Answer: When his name is David... David Friend.
You may have heard the ads on the radio that Carbonite is the way to go when it comes to saving back-up copies of your computer files. Well it's not the only way to go. Take my Seagate one-hundred gigabyte back-up drive, it does everything that Carbonite does and for less. But I'm not here to shout out about Seagate nor any other storage device manufacturer...I'm sure there's other reputable builders out there. What I am here to talk about is the hypocrisy of Carbonite's CEO, David Friend.
Over at World Net Daily (WND) today there's a piece about Carbonite's stock taking a dive after the Rush Limbaugh incident (apparently investors are on Limbaugh's side but that's another story). What I find most disturbing about the WND article is the following:
"The Washington Times noted Friend has a long history of contributing to left-leaning candidates and causes. Citing Accuracy in Media, the Times reports Friend donated generously to the Howard Dean, John Kerry, and Barack Obama presidential campaigns, as well as several 527 groups such as "America Coming Together," moveon.org, and "Texans for Truth."
(Excerpt) Read more at americanthinker.com ...

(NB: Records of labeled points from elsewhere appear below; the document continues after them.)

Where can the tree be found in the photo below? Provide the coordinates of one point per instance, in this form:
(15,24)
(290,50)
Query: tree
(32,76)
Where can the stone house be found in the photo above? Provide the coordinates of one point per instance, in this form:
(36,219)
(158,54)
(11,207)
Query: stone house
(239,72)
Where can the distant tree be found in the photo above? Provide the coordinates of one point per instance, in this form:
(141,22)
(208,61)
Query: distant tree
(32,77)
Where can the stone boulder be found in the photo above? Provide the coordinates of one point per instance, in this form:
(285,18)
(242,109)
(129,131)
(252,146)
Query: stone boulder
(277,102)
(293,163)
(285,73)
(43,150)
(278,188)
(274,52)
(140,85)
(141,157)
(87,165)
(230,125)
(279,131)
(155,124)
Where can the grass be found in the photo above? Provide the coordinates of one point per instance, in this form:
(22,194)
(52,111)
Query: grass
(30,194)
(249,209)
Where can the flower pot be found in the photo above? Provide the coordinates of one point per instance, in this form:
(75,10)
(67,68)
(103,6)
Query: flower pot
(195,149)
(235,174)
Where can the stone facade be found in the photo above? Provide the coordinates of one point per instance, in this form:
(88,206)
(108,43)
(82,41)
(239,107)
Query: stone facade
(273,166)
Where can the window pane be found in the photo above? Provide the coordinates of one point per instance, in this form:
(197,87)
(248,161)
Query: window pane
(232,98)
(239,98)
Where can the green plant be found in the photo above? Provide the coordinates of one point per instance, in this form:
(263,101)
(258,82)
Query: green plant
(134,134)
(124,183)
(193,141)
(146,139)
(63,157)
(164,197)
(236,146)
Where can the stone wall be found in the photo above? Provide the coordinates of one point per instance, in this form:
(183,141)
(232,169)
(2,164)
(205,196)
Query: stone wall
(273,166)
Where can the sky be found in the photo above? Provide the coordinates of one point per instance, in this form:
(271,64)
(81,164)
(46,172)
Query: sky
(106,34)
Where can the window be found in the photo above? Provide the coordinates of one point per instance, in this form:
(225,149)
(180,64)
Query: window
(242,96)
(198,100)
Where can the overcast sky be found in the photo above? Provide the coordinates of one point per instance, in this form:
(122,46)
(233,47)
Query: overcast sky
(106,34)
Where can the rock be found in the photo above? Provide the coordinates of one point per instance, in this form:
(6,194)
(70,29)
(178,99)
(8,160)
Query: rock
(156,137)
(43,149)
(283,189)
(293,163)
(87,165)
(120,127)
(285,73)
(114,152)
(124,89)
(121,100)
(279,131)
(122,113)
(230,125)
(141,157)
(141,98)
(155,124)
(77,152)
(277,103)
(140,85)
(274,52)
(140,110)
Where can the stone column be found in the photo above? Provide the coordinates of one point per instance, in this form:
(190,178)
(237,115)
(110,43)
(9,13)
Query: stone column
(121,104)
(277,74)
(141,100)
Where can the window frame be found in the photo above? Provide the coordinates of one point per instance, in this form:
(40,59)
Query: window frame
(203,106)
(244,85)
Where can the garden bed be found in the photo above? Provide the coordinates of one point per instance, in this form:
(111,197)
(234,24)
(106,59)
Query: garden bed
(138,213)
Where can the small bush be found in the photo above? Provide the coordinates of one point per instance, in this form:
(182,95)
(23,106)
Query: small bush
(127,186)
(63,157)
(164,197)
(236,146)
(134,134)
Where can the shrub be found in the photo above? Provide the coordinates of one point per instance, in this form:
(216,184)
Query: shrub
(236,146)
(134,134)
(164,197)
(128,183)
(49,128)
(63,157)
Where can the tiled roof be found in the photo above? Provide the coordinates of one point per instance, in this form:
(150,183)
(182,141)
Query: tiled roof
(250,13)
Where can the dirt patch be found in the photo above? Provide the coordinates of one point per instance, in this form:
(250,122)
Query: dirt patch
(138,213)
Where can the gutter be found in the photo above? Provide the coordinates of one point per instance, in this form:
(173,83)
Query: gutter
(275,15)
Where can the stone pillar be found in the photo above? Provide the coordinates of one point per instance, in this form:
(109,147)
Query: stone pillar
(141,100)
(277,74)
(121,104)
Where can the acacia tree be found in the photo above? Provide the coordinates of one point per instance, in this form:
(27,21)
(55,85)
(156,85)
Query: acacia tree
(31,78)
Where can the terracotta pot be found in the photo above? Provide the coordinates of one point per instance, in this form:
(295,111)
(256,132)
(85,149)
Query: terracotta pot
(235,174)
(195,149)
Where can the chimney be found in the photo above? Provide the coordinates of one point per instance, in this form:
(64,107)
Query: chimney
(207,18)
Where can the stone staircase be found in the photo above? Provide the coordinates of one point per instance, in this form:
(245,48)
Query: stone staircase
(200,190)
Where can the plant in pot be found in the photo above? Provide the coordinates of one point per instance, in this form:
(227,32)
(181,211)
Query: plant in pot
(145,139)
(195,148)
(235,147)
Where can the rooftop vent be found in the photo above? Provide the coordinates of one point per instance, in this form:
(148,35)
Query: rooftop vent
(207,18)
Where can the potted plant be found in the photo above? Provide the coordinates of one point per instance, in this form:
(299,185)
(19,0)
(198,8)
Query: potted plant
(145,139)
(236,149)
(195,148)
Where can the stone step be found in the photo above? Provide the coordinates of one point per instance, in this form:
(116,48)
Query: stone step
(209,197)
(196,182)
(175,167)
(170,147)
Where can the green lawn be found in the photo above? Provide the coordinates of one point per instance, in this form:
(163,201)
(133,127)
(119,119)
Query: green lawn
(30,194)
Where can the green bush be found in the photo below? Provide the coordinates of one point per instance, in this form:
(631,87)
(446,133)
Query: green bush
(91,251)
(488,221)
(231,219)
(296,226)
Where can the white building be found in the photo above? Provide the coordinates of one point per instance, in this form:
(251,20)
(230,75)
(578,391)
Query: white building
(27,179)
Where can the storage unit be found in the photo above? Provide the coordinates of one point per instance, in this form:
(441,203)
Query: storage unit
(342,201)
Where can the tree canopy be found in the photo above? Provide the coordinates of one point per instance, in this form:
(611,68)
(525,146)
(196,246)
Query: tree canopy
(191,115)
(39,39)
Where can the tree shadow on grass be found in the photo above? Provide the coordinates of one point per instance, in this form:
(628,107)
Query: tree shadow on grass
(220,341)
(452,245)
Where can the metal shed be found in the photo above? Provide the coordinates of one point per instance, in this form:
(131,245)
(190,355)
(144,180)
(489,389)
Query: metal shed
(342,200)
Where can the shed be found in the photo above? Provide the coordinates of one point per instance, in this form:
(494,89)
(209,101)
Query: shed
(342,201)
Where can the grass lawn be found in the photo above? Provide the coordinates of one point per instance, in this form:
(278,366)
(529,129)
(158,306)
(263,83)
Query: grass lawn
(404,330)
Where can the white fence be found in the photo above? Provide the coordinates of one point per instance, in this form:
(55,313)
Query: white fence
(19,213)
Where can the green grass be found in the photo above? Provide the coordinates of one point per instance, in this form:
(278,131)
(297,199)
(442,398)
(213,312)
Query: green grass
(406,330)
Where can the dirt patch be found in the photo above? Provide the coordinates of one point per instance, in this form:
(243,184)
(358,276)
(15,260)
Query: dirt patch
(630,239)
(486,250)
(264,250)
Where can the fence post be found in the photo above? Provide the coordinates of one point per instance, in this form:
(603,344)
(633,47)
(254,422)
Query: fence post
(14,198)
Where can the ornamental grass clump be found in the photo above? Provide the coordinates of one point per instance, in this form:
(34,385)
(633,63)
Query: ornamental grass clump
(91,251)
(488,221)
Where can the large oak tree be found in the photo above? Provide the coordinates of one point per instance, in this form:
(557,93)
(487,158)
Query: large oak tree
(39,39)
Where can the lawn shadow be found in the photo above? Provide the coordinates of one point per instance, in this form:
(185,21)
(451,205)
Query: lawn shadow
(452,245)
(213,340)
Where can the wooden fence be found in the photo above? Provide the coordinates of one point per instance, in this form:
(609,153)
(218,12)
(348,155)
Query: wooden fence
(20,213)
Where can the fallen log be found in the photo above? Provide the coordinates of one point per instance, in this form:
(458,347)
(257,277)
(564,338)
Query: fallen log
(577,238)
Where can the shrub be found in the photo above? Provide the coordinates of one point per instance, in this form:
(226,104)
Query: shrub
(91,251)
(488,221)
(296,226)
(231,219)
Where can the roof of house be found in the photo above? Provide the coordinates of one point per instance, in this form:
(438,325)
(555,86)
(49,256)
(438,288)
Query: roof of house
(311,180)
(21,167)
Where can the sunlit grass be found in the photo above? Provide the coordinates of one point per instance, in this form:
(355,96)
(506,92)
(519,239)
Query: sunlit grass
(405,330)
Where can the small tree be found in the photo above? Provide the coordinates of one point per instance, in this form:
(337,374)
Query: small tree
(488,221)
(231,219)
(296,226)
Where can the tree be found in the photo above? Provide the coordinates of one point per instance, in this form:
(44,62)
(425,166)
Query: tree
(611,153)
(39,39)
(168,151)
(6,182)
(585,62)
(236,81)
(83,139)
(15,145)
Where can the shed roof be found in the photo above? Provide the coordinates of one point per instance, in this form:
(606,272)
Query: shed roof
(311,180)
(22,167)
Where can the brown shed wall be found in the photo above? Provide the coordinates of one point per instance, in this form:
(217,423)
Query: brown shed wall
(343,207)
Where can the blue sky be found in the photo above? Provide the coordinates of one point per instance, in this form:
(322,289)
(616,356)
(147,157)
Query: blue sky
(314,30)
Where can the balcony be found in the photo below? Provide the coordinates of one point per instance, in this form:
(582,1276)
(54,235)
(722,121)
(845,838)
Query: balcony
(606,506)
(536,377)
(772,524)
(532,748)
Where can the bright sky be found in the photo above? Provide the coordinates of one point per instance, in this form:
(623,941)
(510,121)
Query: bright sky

Basement=two car garage plus workshop. Those garage doors are not exactly watertight but I see your point. Of course the backups are to DVD disks so water is not an issue.
Yeah, I’m against just about anything that has centralized in it.
Centralized data, government, distribution, etc. Failure at that one point is failure of the system.
It happened twice in my life. One was an electrical issue and the other mechanical. One windows the other Mac.
The only thing offsite does better is, they are off site. The chances of your home and their servers catching fire is so rare, you would need to be a Clinton associate to beat the odds.
If you backup your data with a company that lets you specify your own private key, then your data is encrypted on your machine BEFORE it goes up into the cloud ... and not even the CIA can decrypt it with all the computers in the world.
If, on the other hand, you let the company provide the key, then yes they could in theory get at your data.